TWO NEW names for the Democratic Suicide Club. Sen. John D. Rockefeller IV of West Virginia and Sen. Tom Harkin of Iowa hinted this week that they may run for president.
Rockefeller told moderate Democrats at a meeting in Cleveland that "the door [to the presidential campaign] is open and I'm looking." Harkin told liberal Democrats at a meeting in Des Moines that he was "doing some things" about a 1992 bid for the presidency.
Okay, let's reach into Theo's Bag of Presidential Trivia and see what chance they have. Hmmm. Uh-huh. Aha. None. Iowa and West Virginia both lost population between the last two Census counts. No state with a net loss of population has ever produced a president.
It's pretty obvious why. A growing, prosperous country does not want to be led by the product of the politics of Losersvilles. Americans want a president trained in the politics of growth, one whose experiences and thought processes would be relevant to the nation's.
The bad news for the Democrats is that so many of their potential nominees are not from true growth states. Mario Cuomo from New York? Paul Tsongas from Massachusetts? Nope. Both those states grew 1980-1990, but at a slower rate than the nation as a whole and will therefore lose electoral votes beginning in 1992.
Not since the Civil War has a state that lost electoral votes in the most recent Census produced a president. Unless you consider Dwight Eisenhower a New York (1952 legal residence) pol or a Pennsylvania (1956) pol. I sure don't.
Another hot prospect for the Suicide Club is Gov. Bill Clinton of Arkansas. Let's see if the trivia bag has anything about such as he. Yep. He has no chance, either. Growth or no growth, Arkansas is too small. It has only six electoral votes.

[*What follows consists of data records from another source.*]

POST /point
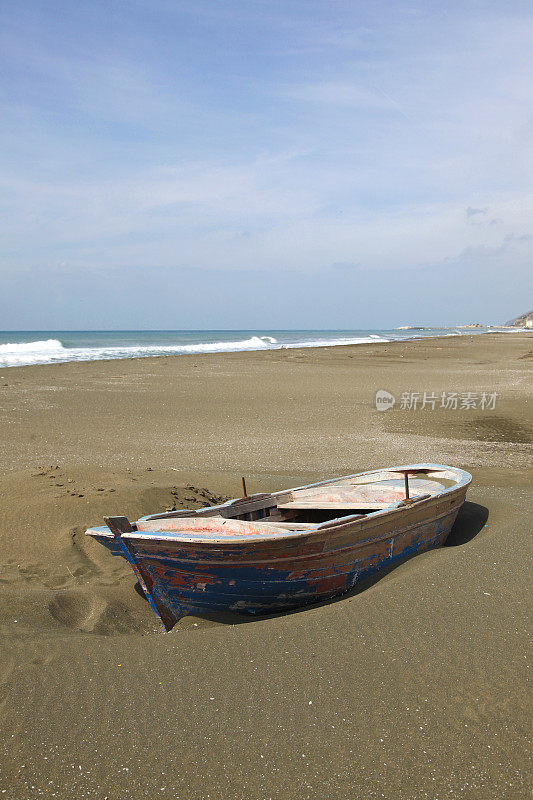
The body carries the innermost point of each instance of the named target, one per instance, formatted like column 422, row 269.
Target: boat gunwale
column 304, row 556
column 334, row 526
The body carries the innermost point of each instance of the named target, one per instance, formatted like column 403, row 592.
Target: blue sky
column 265, row 164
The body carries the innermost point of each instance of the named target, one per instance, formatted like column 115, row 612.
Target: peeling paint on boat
column 213, row 561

We haven't had a president from a single digit electoral vote state since Franklin Pierce in 1856. The average electoral vote of the state of the president in this century is 31. No surprise. Running a big country takes some experience at politicking in a big state.

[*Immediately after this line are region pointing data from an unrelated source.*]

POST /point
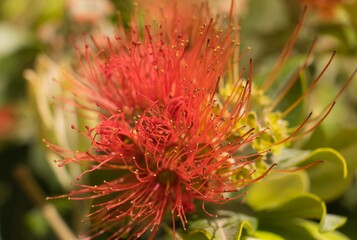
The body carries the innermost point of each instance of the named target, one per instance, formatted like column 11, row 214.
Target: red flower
column 168, row 159
column 169, row 140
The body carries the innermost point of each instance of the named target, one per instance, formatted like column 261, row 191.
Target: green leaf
column 314, row 230
column 229, row 226
column 326, row 178
column 330, row 222
column 276, row 189
column 289, row 157
column 306, row 205
column 297, row 229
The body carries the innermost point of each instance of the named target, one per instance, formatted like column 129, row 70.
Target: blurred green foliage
column 30, row 28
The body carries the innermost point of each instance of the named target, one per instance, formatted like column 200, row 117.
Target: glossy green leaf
column 326, row 178
column 298, row 229
column 230, row 226
column 330, row 222
column 306, row 205
column 290, row 158
column 314, row 230
column 276, row 189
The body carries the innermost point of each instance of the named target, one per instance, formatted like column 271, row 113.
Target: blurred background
column 38, row 41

Parties seldom even nominate hick staters for the presidency. When they do -- look out for falling rocks! Alf Landon of Kansas (9 electoral votes) in 1936, Barry Goldwater of Arizona (5) in 1964 and George McGovern of South Dakota (4) in 1972 were buried in the three worst landslides of the modern era. Tribal memory of that is probably the real reason Democrats didn't nominate Gary Hart of Colorado (8) or Joe Biden of Delaware (3) and why Republicans didn't nominate Bob Dole of Kansas (7) in 1988.
I personally would like to see Senator Rockefeller nominated -- but in 1996. My dream presidential election would be Democrat Rockefeller versus Republican former Delaware Gov. Pierre S. Du Pont IV (who has his eye on '96). Rockefeller IV versus Du Pont IV! Proving once again the great "log cabin" promise of America -- that even the humblest child can dream of becoming president.